Beefy Boxes and Bandwidth Generously Provided by pair Networks
Perl: the Markov chain saw
 
PerlMonks  

UTFM - Use the Friendly Modules

by thunders (Priest)
on Mar 08, 2002 at 23:06 UTC ( [id://150458]=perlmeditation: print w/replies, xml ) Need Help??

Yesterday, a new monk was asking around the chatterbox for a regexp that could match an HTML image tag that doesn't have a alt attribute. Sounds easy to a newbie, but everyone who's ever tried dealing with HTML,using Regexes knows it's not. The reasons are obvious one has to deal with the possiblity of > and < tags in quotes, you don't know where a certain attribute is going to appear in a tag, etc etc. I'm no regex wizard and even the people on the 'box that were just said use HTML::*. I was one of these voices. But ever time I came back the same monk was repeating the same questions. I finally messaged that monk with a link to the following code.
#!/usr/bin/perl -w #program to find img tags w/o alt attributes use strict; use HTML::TokeParser; #build list of HTML files in the same directoy my @files=<*>; @files = grep(/[.]htm/i ,@files); #parse each file for my $file (@files) { my $p = HTML::TokeParser->new( $file ); #move through each html token in the file while (my $token = $p->get_token){ #find IMG start tags if ($token->[0] eq "S" && $token->[1] =~ /img/i) { my $alt_count = 0; for my $token (keys %{$token->[2]}){ #if alt tag is found count it ++$alt_count if $token =~ /alt/i; } if ($alt_count < 1){ #if we get here print a message and jump to the next +file print "$file is missing an alt attribute in an img ta +g\n"; last; } } } }

I tested it it works, it's easy to understand (if you read the HTML::TokeParser docs) and it presented an arguement for UTFM, over roll yer own. I did not get a message back from this monk. My assumption is that he's somewhere else now asking the same questions about negative lookahead and whatnot.
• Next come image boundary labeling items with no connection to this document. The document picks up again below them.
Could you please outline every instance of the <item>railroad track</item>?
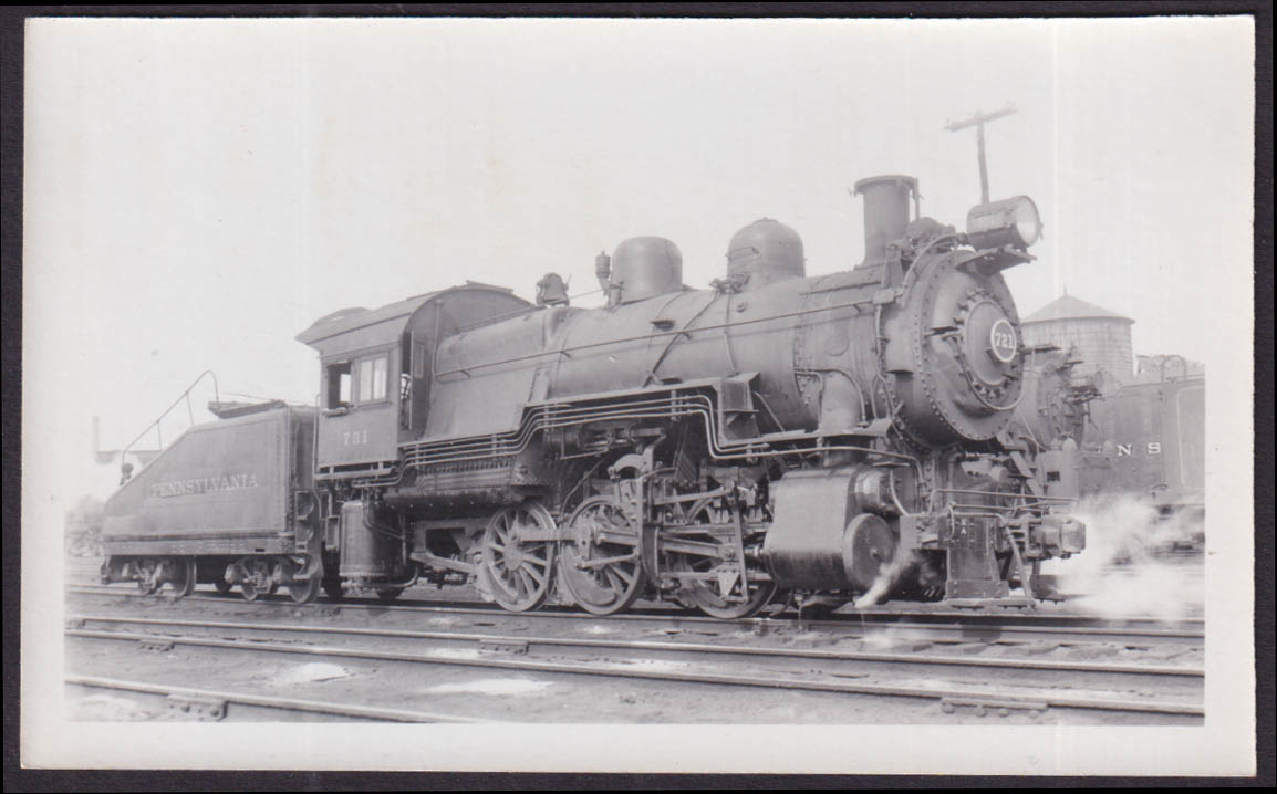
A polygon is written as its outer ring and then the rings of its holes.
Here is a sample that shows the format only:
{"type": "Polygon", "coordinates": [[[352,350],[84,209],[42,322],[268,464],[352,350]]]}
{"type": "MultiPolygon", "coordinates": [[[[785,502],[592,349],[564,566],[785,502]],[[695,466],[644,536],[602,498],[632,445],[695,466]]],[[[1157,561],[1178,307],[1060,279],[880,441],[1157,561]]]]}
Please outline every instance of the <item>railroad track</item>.
{"type": "MultiPolygon", "coordinates": [[[[156,600],[137,591],[110,586],[70,586],[68,592],[77,595],[120,596],[156,600]]],[[[163,596],[158,596],[162,599],[163,596]]],[[[494,604],[457,603],[433,600],[401,600],[392,605],[381,603],[360,603],[351,599],[335,601],[322,599],[317,605],[298,606],[285,596],[263,597],[252,605],[235,594],[198,592],[185,601],[216,603],[223,605],[243,605],[249,609],[298,610],[340,606],[341,610],[366,610],[372,613],[423,614],[467,617],[497,622],[589,622],[598,624],[649,624],[668,625],[673,629],[687,627],[702,631],[752,631],[765,634],[771,631],[799,628],[806,631],[838,632],[844,638],[866,638],[885,628],[898,637],[926,640],[941,645],[962,645],[985,642],[997,645],[1057,645],[1071,646],[1084,643],[1108,643],[1122,647],[1152,646],[1200,646],[1204,643],[1204,624],[1200,619],[1161,622],[1147,617],[1121,619],[1097,619],[1084,615],[1060,614],[1006,614],[972,611],[923,611],[923,610],[861,610],[850,614],[835,614],[829,619],[806,620],[797,613],[775,617],[748,618],[742,620],[719,620],[673,609],[636,610],[600,619],[596,615],[571,609],[544,609],[535,613],[508,613],[494,604]]]]}
{"type": "Polygon", "coordinates": [[[221,721],[230,711],[243,721],[352,721],[352,723],[489,723],[490,720],[412,711],[375,708],[356,703],[271,697],[225,689],[178,687],[100,675],[66,675],[63,683],[80,697],[96,693],[128,694],[134,706],[156,717],[221,721]]]}
{"type": "MultiPolygon", "coordinates": [[[[1203,673],[1186,665],[988,659],[724,642],[423,632],[268,622],[75,615],[77,642],[248,657],[322,657],[381,665],[499,669],[573,680],[819,692],[939,702],[945,711],[1161,715],[1199,721],[1203,673]],[[1001,680],[997,680],[1001,678],[1001,680]],[[992,680],[991,680],[992,679],[992,680]]],[[[218,663],[222,664],[222,663],[218,663]]],[[[230,664],[230,663],[226,663],[230,664]]],[[[437,721],[437,720],[430,720],[437,721]]]]}

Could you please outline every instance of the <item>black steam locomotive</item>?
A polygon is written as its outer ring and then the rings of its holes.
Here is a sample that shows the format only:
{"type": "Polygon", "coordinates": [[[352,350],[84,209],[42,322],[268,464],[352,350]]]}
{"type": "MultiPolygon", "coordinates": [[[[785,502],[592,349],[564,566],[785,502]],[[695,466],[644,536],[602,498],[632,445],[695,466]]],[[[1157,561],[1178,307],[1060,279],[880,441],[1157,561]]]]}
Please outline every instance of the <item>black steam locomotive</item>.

My point? I just don't understand the fear associated with using a module. the alternative is much scarier to me. decode CGI variables? parse HTML? I'm very busy, and I have other work to do. I thank the Perl gods for CPAN.
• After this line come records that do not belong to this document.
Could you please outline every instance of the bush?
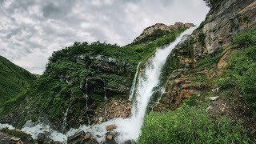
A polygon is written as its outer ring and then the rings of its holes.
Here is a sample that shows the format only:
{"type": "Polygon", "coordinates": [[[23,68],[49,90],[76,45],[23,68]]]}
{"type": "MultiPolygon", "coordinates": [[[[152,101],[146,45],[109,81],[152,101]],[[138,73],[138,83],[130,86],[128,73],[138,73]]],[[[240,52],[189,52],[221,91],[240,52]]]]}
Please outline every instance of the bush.
{"type": "Polygon", "coordinates": [[[241,122],[224,116],[212,119],[206,106],[183,105],[175,111],[150,113],[138,143],[248,143],[246,132],[241,122]]]}
{"type": "Polygon", "coordinates": [[[256,107],[256,46],[236,51],[229,61],[230,76],[246,100],[256,107]]]}
{"type": "Polygon", "coordinates": [[[256,45],[256,28],[235,35],[234,42],[242,48],[256,45]]]}
{"type": "Polygon", "coordinates": [[[9,130],[7,128],[4,128],[0,130],[1,132],[7,134],[11,136],[14,136],[21,138],[22,141],[31,138],[30,134],[27,134],[22,131],[16,130],[9,130]]]}

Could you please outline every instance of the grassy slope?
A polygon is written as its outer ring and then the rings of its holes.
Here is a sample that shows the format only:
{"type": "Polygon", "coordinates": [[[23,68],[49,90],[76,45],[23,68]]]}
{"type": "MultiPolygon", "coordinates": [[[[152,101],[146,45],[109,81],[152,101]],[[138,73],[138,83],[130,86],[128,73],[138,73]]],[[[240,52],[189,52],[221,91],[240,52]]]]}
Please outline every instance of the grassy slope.
{"type": "MultiPolygon", "coordinates": [[[[208,100],[210,96],[216,96],[210,90],[205,90],[201,95],[191,96],[180,108],[166,113],[150,112],[146,118],[139,143],[248,143],[254,142],[255,138],[247,131],[247,128],[254,127],[251,118],[255,118],[256,96],[256,29],[252,28],[234,38],[232,46],[201,59],[186,74],[209,70],[208,75],[194,76],[195,83],[220,87],[220,96],[217,104],[208,100]],[[229,53],[224,69],[218,69],[217,64],[222,51],[229,53]],[[215,73],[218,74],[216,74],[215,73]],[[211,73],[211,74],[210,74],[211,73]],[[215,76],[214,76],[215,75],[215,76]],[[240,98],[242,95],[242,98],[240,98]],[[246,101],[244,103],[243,101],[246,101]],[[248,106],[246,102],[250,105],[248,106]],[[206,112],[209,106],[218,108],[218,104],[233,103],[238,108],[250,107],[246,113],[222,113],[216,110],[213,114],[206,112]],[[239,106],[242,105],[242,106],[239,106]],[[227,115],[227,117],[224,115],[227,115]],[[242,115],[240,115],[242,114],[242,115]],[[242,115],[250,114],[250,115],[242,115]],[[245,123],[241,122],[242,118],[245,123]],[[248,122],[247,122],[248,121],[248,122]],[[252,123],[250,126],[250,122],[252,123]],[[249,124],[247,126],[247,124],[249,124]],[[244,127],[246,126],[246,127],[244,127]]],[[[237,109],[238,109],[237,108],[237,109]]],[[[243,112],[244,113],[244,112],[243,112]]]]}
{"type": "Polygon", "coordinates": [[[35,76],[0,56],[0,107],[27,90],[35,76]]]}
{"type": "MultiPolygon", "coordinates": [[[[32,86],[31,90],[20,95],[20,98],[14,98],[6,103],[5,114],[14,113],[15,110],[18,111],[17,106],[22,106],[22,103],[26,97],[26,99],[30,99],[26,106],[31,107],[26,110],[32,111],[25,111],[25,114],[30,114],[26,117],[27,119],[22,118],[22,116],[19,117],[17,120],[18,126],[22,126],[26,120],[37,120],[42,114],[48,115],[51,122],[61,124],[63,114],[70,105],[71,106],[70,111],[72,114],[69,114],[70,117],[70,118],[68,118],[69,122],[74,125],[72,126],[79,126],[77,119],[86,118],[83,118],[86,110],[85,110],[85,91],[79,88],[82,81],[85,81],[86,78],[99,78],[107,82],[106,87],[118,87],[121,85],[128,85],[130,87],[138,63],[146,62],[154,54],[158,47],[173,42],[184,30],[185,29],[177,30],[166,34],[164,38],[150,42],[122,47],[99,42],[91,44],[74,42],[73,46],[53,54],[45,74],[32,86]],[[74,58],[77,55],[86,54],[102,54],[128,62],[134,68],[129,70],[129,74],[115,74],[78,64],[74,58]],[[69,86],[66,82],[60,81],[59,76],[62,74],[68,75],[74,80],[74,84],[69,86]]],[[[95,106],[100,106],[104,103],[104,91],[102,92],[94,93],[90,90],[89,106],[92,106],[90,108],[94,109],[95,106]]],[[[108,94],[107,96],[109,97],[108,94]]],[[[111,96],[118,95],[114,94],[111,96]]]]}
Replies are listed 'Best First'.
Re: UTFM - Use the Friendly Modules
by gav^ (Curate) on Mar 08, 2002 at 23:22 UTC
    A slightly easier to follow version:
    use HTML::TreeBuilder; foreach (<*.html>) { my $tree = HTML::TreeBuilder->new_from_file($_); if ($tree->look_down('_tag', 'img', sub { !$_[0]->attr('alt') })) +{ print "$_ has a missing alt tag\n"; } $tree->delete; }

    gav^

Re: UTFM - Use the Friendly Modules
by mrbbking (Hermit) on Mar 09, 2002 at 02:49 UTC
    I'm one of those people who doesn't always run to CPAN every time I have a problem that I think someone else may have solved before. But I do agree that CPAN is one of the Best Things About Perl, so, after questioning my motives for a while, here's what I came up with:
    1. CPAN is enormous, with much duplication. How do I know which module to choose from a group of similarly-named modules?
    2. Sometimes I like the challenge of solving the problem myself.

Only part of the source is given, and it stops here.